# Link Prediction on the Amazon Co-Purchase Graph with GNNs

## Data and Problem Statement - Overview

In this project, I want to explore the use of Graph Neural Networks (GNNs) to model structural relationships in a real-world. I use the Amazon product co-purchasing network and ground-truth communities data on the SNAP repository (link - https://snap.stanford.edu/data/com-Amazon.html)

A summary of the data:

- This data is based on the "Customers Who Bought This Item Also Bought" feature that we see on the Amazon website.
- Each node is an Amazon product. 
- An edge in this graph defines how often a product i has been co-purchased with product j - hence defining product-product relationships. 
- There is also the concept of a "community" for this graph, where each product's category provided in the Amazon catalog is a ground-truth community. Data at this level can also help us understand things that form at a community level.
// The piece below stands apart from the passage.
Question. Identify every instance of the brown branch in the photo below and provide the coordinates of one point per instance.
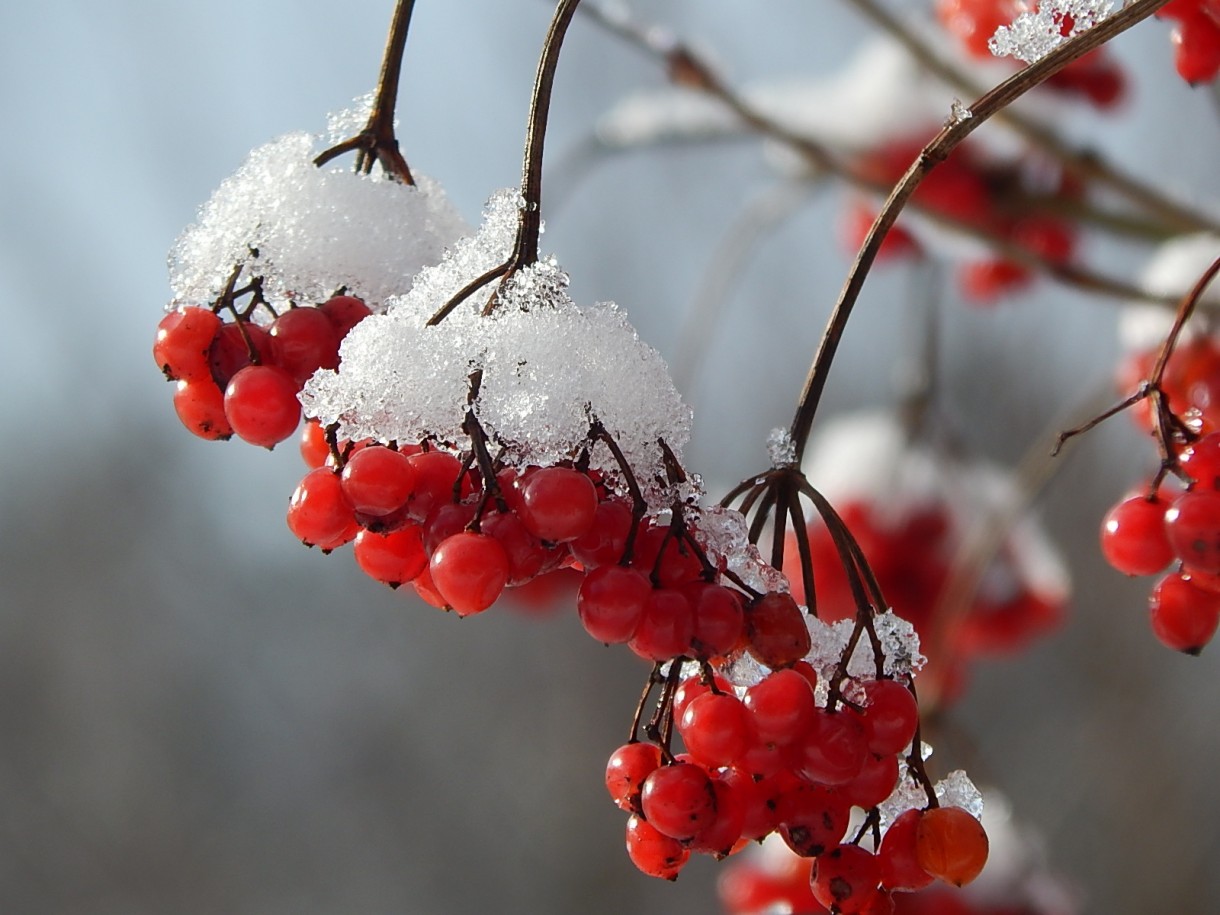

The core task that I want to focus on is **link prediction**:

- Given two products, is there a way where we predict whether they should be connected in the co-purchase graph? 
- This is a classic problem in recommendation systems in e-commerce.
- A large part of this graph can be unseen product pairs. There might be a lot of products across these different categories / communities, indicating sparsity (as we will see). 
- This approach will allows us to evaluate how well structural graph patterns can guide suggestions for these unseen product pairs.


Modern recommendation systems focus heavily on how users interact with products in the catalog based on their view / add to cart / purchase patterns, and various other relevant signals that can be interpreted based on their activity on the e-commerce platform. By looking at product-product relationships through a graphical structure, we can gain underlying insights on questions like the following:

- Are there specific dominant products (or) communities of products that are linked? How are they connected and how similar are they?
- How expressive would node embeddings be by just considering the co-purchase context?
- How representative can this data / a model trained on this data be to power recommendation algorithms?


## Notebook Structure


1. **Exploring the Amazon co-purchase data**: Parse and visualize the Amazon co-purchase graph. Analyze statistics such as degree distributions, component sizes, clustering, and community structure.
3. **Task Framing**: Define the link prediction task as a binary classification problem.
4. **Model Development**: Train a GNN to learn node embeddings and use a scoring function to predict links.
5. **Evaluation & Insights**: Measure model performance and interpret results both quantitatively and qualitatively.

# Imports

In [1]:
import gzip
import json
import matplotlib.pyplot as plt
import networkx as nx
import numpy as np
import os
import pandas as pd
import seaborn as sns
import sys

from collections import Counter
from pprint import pprint

# Exploring the Amazon co-purchase dataset

### Loading the graph data & summarizing basic overall graph statistics


- Let us try to understand the structural properties of our co-purchase graph - to get an idea of how densely the products are connected and whether any global patterns emerge.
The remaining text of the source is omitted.